Quickstart: Data structures, data types, and objects using R with SQL machine learning
Applies to: SQL Server 2016 (13.x) and later Azure SQL Managed Instance
In this quickstart, you'll learn how to use data structures and data types when using R in SQL Server Machine Learning Services or on Big Data Clusters. You'll learn about moving data between R and SQL Server, and the common issues that might occur.
In this quickstart, you'll learn how to use data structures and data types when using R in SQL Server Machine Learning Services. You'll learn about moving data between R and SQL Server, and the common issues that might occur.

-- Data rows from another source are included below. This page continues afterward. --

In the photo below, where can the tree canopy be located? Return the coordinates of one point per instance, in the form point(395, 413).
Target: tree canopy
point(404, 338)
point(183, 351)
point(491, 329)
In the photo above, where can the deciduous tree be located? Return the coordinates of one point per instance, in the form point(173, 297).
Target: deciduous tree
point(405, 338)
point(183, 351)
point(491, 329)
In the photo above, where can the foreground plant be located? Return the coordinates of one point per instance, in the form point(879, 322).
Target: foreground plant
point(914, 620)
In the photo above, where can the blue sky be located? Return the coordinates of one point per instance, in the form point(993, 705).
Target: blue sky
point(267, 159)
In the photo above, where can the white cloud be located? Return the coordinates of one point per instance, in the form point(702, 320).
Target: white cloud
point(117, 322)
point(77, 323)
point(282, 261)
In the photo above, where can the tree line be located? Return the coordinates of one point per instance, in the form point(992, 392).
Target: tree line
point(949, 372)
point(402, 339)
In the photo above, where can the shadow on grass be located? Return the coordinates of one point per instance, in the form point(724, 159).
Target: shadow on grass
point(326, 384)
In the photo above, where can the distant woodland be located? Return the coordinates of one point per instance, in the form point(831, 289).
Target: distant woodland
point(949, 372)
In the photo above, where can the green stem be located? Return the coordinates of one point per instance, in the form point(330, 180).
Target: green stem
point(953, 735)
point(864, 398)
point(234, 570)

In this quickstart, you'll learn how to use data structures and data types when using R in SQL Server R Services. You'll learn about moving data between R and SQL Server, and the common issues that might occur.

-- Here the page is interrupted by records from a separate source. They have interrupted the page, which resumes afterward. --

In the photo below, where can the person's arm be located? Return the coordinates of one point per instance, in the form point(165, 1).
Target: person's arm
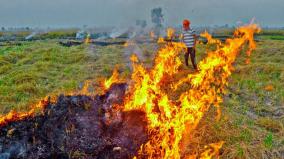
point(195, 39)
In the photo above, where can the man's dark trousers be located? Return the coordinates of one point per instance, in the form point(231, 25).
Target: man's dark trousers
point(191, 52)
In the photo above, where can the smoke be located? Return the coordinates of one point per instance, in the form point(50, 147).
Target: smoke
point(118, 32)
point(29, 37)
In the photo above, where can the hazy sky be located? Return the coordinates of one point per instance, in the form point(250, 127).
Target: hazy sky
point(70, 13)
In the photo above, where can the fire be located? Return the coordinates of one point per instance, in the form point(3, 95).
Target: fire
point(152, 34)
point(169, 120)
point(161, 40)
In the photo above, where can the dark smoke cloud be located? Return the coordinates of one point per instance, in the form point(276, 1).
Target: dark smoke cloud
point(68, 13)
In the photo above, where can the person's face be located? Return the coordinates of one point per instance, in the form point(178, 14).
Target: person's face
point(186, 27)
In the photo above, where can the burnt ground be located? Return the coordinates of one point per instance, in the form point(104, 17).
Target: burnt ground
point(77, 127)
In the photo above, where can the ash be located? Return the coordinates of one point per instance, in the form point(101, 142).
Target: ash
point(77, 127)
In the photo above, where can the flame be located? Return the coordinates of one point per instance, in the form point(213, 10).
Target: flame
point(169, 120)
point(161, 40)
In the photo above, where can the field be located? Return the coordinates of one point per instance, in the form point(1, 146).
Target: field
point(252, 113)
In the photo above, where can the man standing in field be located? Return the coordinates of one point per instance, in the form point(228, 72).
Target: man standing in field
point(189, 39)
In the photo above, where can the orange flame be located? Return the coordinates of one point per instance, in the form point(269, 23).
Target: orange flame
point(169, 120)
point(152, 34)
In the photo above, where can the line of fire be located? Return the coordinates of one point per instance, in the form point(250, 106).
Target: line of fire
point(135, 117)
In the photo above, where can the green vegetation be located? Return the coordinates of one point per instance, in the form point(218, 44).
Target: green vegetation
point(36, 69)
point(252, 113)
point(252, 122)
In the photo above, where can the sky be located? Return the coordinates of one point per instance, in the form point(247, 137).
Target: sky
point(120, 13)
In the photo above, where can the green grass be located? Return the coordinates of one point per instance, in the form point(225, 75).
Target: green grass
point(37, 69)
point(252, 116)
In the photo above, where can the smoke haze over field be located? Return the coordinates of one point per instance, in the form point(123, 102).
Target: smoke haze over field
point(76, 13)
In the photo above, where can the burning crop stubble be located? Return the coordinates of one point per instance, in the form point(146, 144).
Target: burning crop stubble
point(169, 120)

In this quickstart, you'll learn how to use data structures and data types when using R in Azure SQL Managed Instance Machine Learning Services. You'll learn about moving data between R and SQL Managed Instance, and the common issues that might occur.

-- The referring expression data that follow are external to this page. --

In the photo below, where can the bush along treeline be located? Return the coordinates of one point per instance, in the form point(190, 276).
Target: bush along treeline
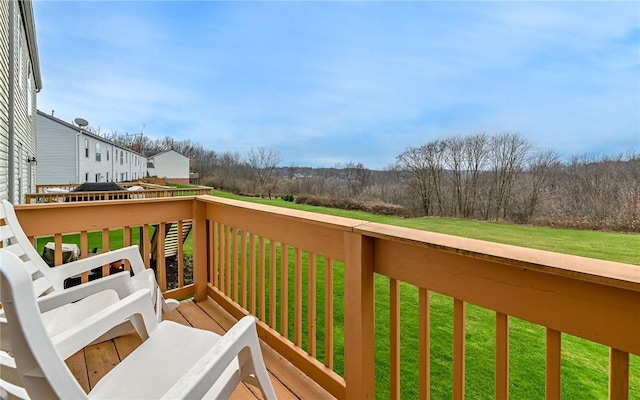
point(495, 177)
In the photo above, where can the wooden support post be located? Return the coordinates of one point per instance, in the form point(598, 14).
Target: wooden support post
point(618, 375)
point(359, 348)
point(199, 250)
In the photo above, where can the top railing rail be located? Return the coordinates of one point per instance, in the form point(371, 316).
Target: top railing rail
point(306, 276)
point(65, 194)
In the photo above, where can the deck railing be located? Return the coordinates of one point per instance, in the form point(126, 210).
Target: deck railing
point(148, 191)
point(308, 276)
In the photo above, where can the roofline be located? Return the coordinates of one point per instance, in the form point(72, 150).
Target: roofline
point(28, 21)
point(93, 135)
point(166, 151)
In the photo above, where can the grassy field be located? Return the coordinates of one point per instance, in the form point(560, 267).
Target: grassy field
point(584, 365)
point(620, 247)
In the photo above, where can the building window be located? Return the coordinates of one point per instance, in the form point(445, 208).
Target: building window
point(20, 53)
point(29, 91)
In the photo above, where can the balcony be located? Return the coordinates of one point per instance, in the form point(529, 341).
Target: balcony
point(61, 193)
point(333, 295)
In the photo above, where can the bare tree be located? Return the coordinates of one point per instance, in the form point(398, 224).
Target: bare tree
point(425, 166)
point(263, 162)
point(506, 155)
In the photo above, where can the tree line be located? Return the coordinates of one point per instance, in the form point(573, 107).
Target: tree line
point(497, 177)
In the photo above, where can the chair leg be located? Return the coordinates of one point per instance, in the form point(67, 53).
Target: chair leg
point(258, 369)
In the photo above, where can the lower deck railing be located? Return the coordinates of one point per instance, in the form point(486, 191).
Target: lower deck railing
point(362, 307)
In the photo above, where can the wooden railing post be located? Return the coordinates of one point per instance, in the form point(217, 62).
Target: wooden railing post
point(359, 346)
point(199, 250)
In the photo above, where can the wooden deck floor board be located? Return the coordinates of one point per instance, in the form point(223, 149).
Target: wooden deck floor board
point(92, 363)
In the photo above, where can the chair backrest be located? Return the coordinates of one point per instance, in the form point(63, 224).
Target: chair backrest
point(39, 367)
point(13, 239)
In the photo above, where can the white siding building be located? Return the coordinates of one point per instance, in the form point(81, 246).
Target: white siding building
point(69, 154)
point(170, 165)
point(20, 80)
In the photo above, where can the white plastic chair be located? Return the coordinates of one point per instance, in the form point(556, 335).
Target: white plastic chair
point(175, 362)
point(52, 279)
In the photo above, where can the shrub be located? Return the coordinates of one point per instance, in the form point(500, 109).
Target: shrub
point(343, 203)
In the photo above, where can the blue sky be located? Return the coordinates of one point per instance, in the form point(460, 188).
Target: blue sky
point(337, 82)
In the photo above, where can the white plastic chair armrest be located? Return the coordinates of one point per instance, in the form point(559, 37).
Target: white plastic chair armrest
point(136, 306)
point(87, 264)
point(201, 377)
point(120, 282)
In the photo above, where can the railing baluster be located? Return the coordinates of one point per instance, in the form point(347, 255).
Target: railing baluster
point(84, 253)
point(272, 283)
point(618, 375)
point(146, 244)
point(297, 336)
point(128, 236)
point(161, 270)
point(234, 236)
point(359, 359)
point(243, 270)
point(57, 255)
point(459, 332)
point(311, 312)
point(261, 286)
point(502, 356)
point(328, 313)
point(222, 265)
point(180, 255)
point(424, 346)
point(253, 273)
point(553, 364)
point(284, 290)
point(212, 252)
point(394, 336)
point(228, 234)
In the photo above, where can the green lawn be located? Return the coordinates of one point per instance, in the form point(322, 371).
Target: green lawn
point(584, 364)
point(620, 247)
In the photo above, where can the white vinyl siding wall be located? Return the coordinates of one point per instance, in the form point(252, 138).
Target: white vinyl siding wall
point(57, 145)
point(4, 99)
point(24, 95)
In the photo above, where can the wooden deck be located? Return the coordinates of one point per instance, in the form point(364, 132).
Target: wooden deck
point(93, 362)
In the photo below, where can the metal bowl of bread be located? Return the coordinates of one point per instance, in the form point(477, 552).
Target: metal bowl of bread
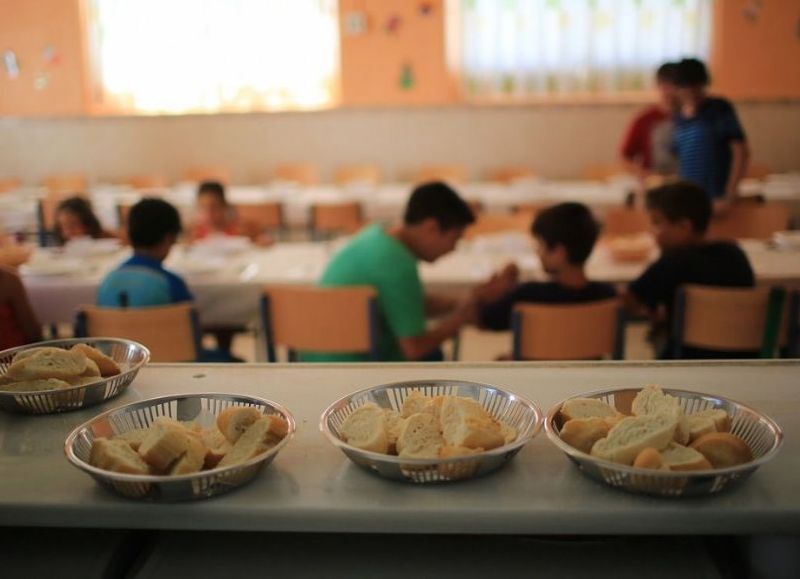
point(177, 448)
point(663, 442)
point(63, 375)
point(431, 431)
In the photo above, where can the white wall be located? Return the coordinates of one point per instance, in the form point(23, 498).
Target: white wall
point(557, 141)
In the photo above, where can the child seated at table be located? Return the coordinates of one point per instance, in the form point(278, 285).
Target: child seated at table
point(75, 219)
point(680, 213)
point(565, 235)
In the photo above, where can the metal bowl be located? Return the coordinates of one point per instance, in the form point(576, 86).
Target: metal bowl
point(518, 412)
point(760, 432)
point(200, 408)
point(129, 355)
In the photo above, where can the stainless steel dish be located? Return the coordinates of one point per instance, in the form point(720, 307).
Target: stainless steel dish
point(199, 408)
point(129, 355)
point(760, 432)
point(518, 412)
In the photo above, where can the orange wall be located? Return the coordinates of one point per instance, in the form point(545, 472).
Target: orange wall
point(757, 59)
point(372, 63)
point(27, 27)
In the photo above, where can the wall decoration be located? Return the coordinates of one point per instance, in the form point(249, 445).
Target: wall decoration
point(406, 77)
point(11, 64)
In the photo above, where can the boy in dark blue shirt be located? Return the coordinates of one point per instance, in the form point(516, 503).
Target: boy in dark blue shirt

Common issues to know up front include:
- Data types sometimes don't match
- Implicit conversions might take place
- Cast and convert operations are sometimes required
- R and SQL use different data objects
Prerequisites
You need the following prerequisites to run this quickstart.
- SQL Server Machine Learning Services. To install Machine Learning Services, see the Windows installation guide or the Linux installation guide. You can also enable Machine Learning Services on SQL Server Big Data Clusters.
- SQL Server Machine Learning Services. To install Machine Learning Services, see the Windows installation guide.
- SQL Server 2016 R Services. To install R Services, see the Windows installation guide.
- Azure SQL Managed Instance Machine Learning Services. For information, see the Azure SQL Managed Instance Machine Learning Services overview.
- A tool for running SQL queries that contain R scripts. This quickstart uses Azure Data Studio.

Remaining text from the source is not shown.